Dağlık arazilerde, ormanlarda otonom araçların kullanılmasının mümkün olduğunu vurgulayan Eroğlu, “Tabii bunun belirli şartları ve kısıtlamaları var. Örneğin hiç yol olmayan bir alanda bir şoför aracın hareket kabiliyetine bakarak yola devam edebilir. Fakat otonom bir aracın o anda yolu bulabilmesi için farklı koşullar gerekli, ya iyi bir uydu bağlantısıyla haritaya göre yol alabilir ya da bir patika varsa bunu takip edebilir. Farklı senaryolar var burada. Fakat bu alanda büyük bir gelecek var. Sadece insanların kullanımı açısından değil, askeri kullanım açısından da bu önem arz eden bir konu. Türkiye’nin özellikle doğusunda bulunan dağlık arazilerde, bayırlarda, yüksek irtifalı dağlarda askerlerin hareketleri kolay değilken bunun gibi veya çok daha küçük araç boyutlardaki araçların otonom hareket etmesi, oralarda kendi yolunu bulup patikaları takip edip insan izleri araması gayet mümkün bir konu. Bu araçların arazide çalışabilmesi, bu alanlarda kullanılabilmesi için özellikle bunun resmi olarak yapılabilmesi için çok uzun süreli çalışmalar gerekiyor. Şu an biz buraya yarışma amacıyla geldik ve açık kaynaklı, insanların kullanımının ücretsiz olduğu bir sürü yazılım paket kullanıyoruz.
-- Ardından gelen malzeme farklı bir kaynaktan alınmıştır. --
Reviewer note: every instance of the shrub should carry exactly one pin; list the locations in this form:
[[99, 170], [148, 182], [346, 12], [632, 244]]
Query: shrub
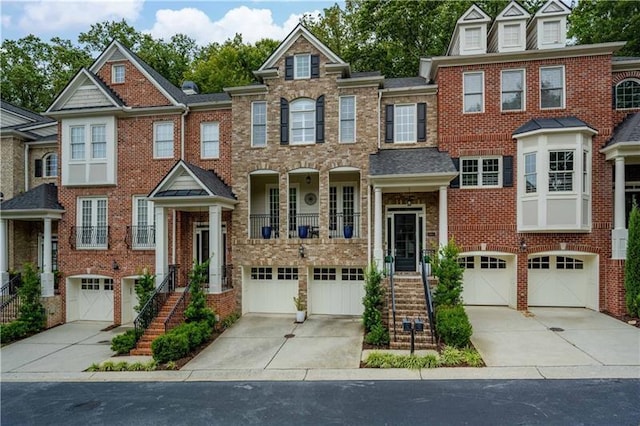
[[453, 326]]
Bunların en başta yeniden yazılması, yeniden oluşturulması gerekiyor ki biz bunu lisanslayabilelim, kendi kullanımlarımız için, kendi amaçlarımız için askeri olsun, şahsi olsun kullanılır hale getirebilelim. Bunun için sağlam bir AR-GE çalışması yapılması gerekiyor. Aynı zamanda bu aracın kendi elektroniği gibi diğer konularda yerlilik çalışmaları yapılması ve daha düzgün bir hale, seri üretime uygun bir hale getirilmesi gerekiyor” şeklinde konuştu.
"Çalışmalara bakıp bize destek olmanızı çok isteriz"
Düzce’deki iş adamlarına da seslenen Eroğlu, "Biz burada bu ülkenin geleceği için, ileride yapılacak işler için çok güzel çalışmalar yürütüyoruz. Sadece robotaksi alanında değil, İHA alanında, model uydu alanında da çalışmalar yürütüyoruz. Düzce Üniversitesindeki laboratuvarımıza gelip bizi görmenizi, aynı zamanda bu yaptığımız çalışmalara bakıp bize destek olmanızı çok isteriz" ifadelerini kullandı.